At Least We Are Consistent
The Man-Cub’s team lost its’ third game in a row last night. Our catcher got beaned in the head, several of our outfielders tripped over their own feet while chasing pop-flies and one of our players spent an unholy amount of time racing back and forth between second and third base in an attempt to evade being tagged out.
On the other hand, the Man-Cub made an awesome play at second base and; we are grooming a pitcher who, despite being all of three feet tall, is deadly accurate, consistent and fast. There is hope for us yet, is what I’m saying.
No baseball tonight, thank goodness. Instead, this evening will be my only night home this week and I am going to attempt to cook risotto. I’ve eaten some really good risotto in one of our local Italian restaurants but have never tried to make it on my own. I think I can pull it off but, here’s hoping.

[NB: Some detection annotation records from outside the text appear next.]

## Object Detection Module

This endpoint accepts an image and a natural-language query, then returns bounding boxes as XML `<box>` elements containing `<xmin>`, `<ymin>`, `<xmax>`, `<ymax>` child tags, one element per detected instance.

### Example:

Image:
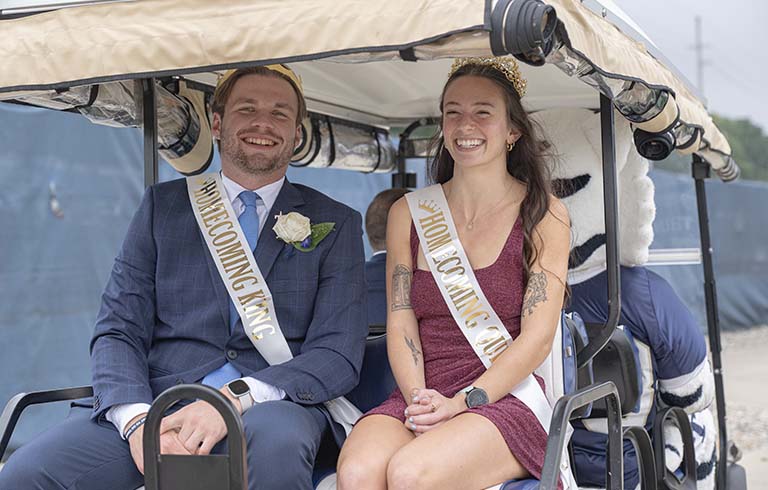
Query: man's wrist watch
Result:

However, before I attempt culinary greatness in my own kitchen, I am helping to chaperone the Cub Scouts on a field trip to the grocery store. The plan is for the boys to cook dinner for the parents at next week’s final Den Meeting of the year and, as such, they need to do their shopping. The manager of the store is also going to take the boys on a tour of the market plus give a mini-lesson on comparison shopping. I plan to take copious notes.
On an unrelated subject; I quizzed the offspring about the science experiment being conducted in the Man-Cub’s pajama drawers and was relieved to hear that they are not, as I suspected, growing a mutant pig-clone of the flesh-eating variety.

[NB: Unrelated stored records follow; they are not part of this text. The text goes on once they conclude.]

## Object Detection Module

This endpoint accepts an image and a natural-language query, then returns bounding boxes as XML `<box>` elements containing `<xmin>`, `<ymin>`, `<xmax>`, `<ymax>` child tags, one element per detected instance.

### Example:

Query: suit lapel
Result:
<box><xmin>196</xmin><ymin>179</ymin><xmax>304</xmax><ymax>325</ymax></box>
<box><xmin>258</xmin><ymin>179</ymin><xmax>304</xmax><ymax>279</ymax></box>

They were merely conducting an experiment to see which bodily fluid would produce the most bacteria; snot, toe jam, earwax or spit. We are very pleased to inform you that snot came in first, followed closely by toe jam. I didn’t ask whose foot they retrieved the toe jam specimen from but I have a sneaking suspicion that it was the Cub’s.

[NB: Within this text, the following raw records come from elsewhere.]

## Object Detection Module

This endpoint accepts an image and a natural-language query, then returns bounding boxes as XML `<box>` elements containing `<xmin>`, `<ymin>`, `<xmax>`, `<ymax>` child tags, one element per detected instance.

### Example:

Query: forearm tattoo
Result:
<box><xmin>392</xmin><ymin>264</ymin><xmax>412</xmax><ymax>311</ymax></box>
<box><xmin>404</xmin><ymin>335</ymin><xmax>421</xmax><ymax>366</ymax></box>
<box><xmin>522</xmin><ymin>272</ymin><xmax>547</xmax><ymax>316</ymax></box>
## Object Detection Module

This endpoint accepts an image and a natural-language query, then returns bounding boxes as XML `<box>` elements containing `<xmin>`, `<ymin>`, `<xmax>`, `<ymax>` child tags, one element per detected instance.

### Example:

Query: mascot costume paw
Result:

As for where they got the fancy Petri dishes for the experiment; they were included in a Christmas gift from the kids’ Aunt Jules. I had completely forgotten about the Gross Science Kit and had, in fact, hidden it away on a closet shelf. The kids rediscovered it while Hugh and I were in Boston and my parents were kind enough to help them bust it out. Thanks, Mom and Dad. Thanks for the creepy biological experiment I discovered in the Cub’s drawer. By the way, where was this tolerance of messy-and potentially biohazardous- projects when I was growing up? Just curious.
I’m kidding. I’m glad my parents supervised the project; had it been me, I would have called the whole thing off about the time the Cub pulled off his sock to retrieve that toe jam.